Disentangling unique etiologies of prescription opioid misuse and heroin use: Analysis of longitudinal, twin, and genomic data

PROJECT SUMMARY/ABSTRACT Broad/Long Term Objectives: In line with NIDA?s positioning of the United States? opioid crisis as a priority area of research, the broad goal of this project is to elucidate the nature of the association between prescription opioid misuse (POM) and heroin use.

Integrating longitudinal and genetic methods, this study aims to identify the contribution (or lack thereof) of POM to entry into heroin use and to delineate potentially unique etiologies, courses, and correlates of POM and heroin use.

Specific Aims: The aims of the proposed project are to identify distinct opioid use trajectories and their correlates; estimate heritability of and genetic correlations between POM, heroin use, and other forms of drug use in genomic data; and utilize multivariate twin modeling to test whether POM is more etiologically similar to other prescription misuse behavior than to heroin use.

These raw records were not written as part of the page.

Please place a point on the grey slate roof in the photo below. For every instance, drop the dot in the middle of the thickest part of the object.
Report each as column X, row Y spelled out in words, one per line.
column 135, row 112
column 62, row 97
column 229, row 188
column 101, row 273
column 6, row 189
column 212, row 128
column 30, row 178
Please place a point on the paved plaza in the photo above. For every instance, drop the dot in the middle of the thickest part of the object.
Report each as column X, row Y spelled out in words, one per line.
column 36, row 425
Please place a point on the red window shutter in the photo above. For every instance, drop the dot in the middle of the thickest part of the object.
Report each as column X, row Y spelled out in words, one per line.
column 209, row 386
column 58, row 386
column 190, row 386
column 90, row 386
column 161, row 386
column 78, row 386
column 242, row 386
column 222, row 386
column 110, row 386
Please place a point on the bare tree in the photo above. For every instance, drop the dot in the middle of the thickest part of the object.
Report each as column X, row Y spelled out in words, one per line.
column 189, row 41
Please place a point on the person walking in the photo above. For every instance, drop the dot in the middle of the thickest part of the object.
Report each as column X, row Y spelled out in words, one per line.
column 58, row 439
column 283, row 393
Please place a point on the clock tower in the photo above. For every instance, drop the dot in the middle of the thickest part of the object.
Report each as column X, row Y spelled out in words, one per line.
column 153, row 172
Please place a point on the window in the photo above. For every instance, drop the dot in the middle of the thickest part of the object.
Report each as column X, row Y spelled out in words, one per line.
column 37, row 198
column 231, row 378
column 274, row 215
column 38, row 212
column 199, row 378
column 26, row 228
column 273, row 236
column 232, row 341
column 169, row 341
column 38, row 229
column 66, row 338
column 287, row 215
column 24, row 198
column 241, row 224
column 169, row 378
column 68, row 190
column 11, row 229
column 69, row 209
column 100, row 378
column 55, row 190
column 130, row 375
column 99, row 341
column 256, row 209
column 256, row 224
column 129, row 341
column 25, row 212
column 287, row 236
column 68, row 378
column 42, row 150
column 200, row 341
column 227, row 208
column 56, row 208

Research Design and Method: Longitudinal panel data from Monitoring the Future will be used to identify broad opioid use trajectories, trajectory subgroups, and movement between subgroups (e.g., POM to heroin use) over time via growth curve modeling, growth mixture modeling, and latent transition analysis.

Genomic data from the National Epidemiologic Survey on Alcohol and Related Conditions-III will be used estimate heritability of POM and heroin use, and genetic correlations between 1) POM and heroin use, 2) POM and other prescription misuse, and 3) heroin use and other illicit drug use via genome-wide complex trait analysis.

Australian Twin Registry Cohorts II and III will be used to test a multivariate twin model, which will incorporate several indicators of prescription misuse and illicit use to determine the extent to which specific and common genetic liability influence each phenotype.

Significance: This project will advance understanding of the unique etiological mechanisms underlying risk for POM and heroin use, thereby better isolating factors contributing to the United States? opioid crisis and informing multipronged public health approaches to mitigating the impact of opioids at the population level.

Training Plan and Environment: The training plan is designed to provide the applicant with a rich program of training in advanced longitudinal and statistical genetic modeling, and their application to addiction science.

Training will take place in the Department of Psychological Sciences at the University of Missouri, which has a highly reputed addiction training program funded by an NIAAA institutional training grant (T32; PI: Kenneth Sher); over 25% of the faculty in the department conduct substance use research.

Fellowship training faculty were drawn from both clinical (Dr. Wendy Slutske [sponsor], Dr. Ian Gizer [co-sponsor]) and quantitative psychology (Dr.

Phillip Wood [consultant]) training areas, and bring expertise in addiction research, longitudinal methods, and statistical genetics. External consultants (Drs. Arpana Agrawal, Elliot Nelson, and Rachel Winograd) will provide expertise on opioid use and use disorders.

All external consultants are faculty members of nearby Missouri institutions and are University of Missouri affiliates, supporting a synergistic training environment.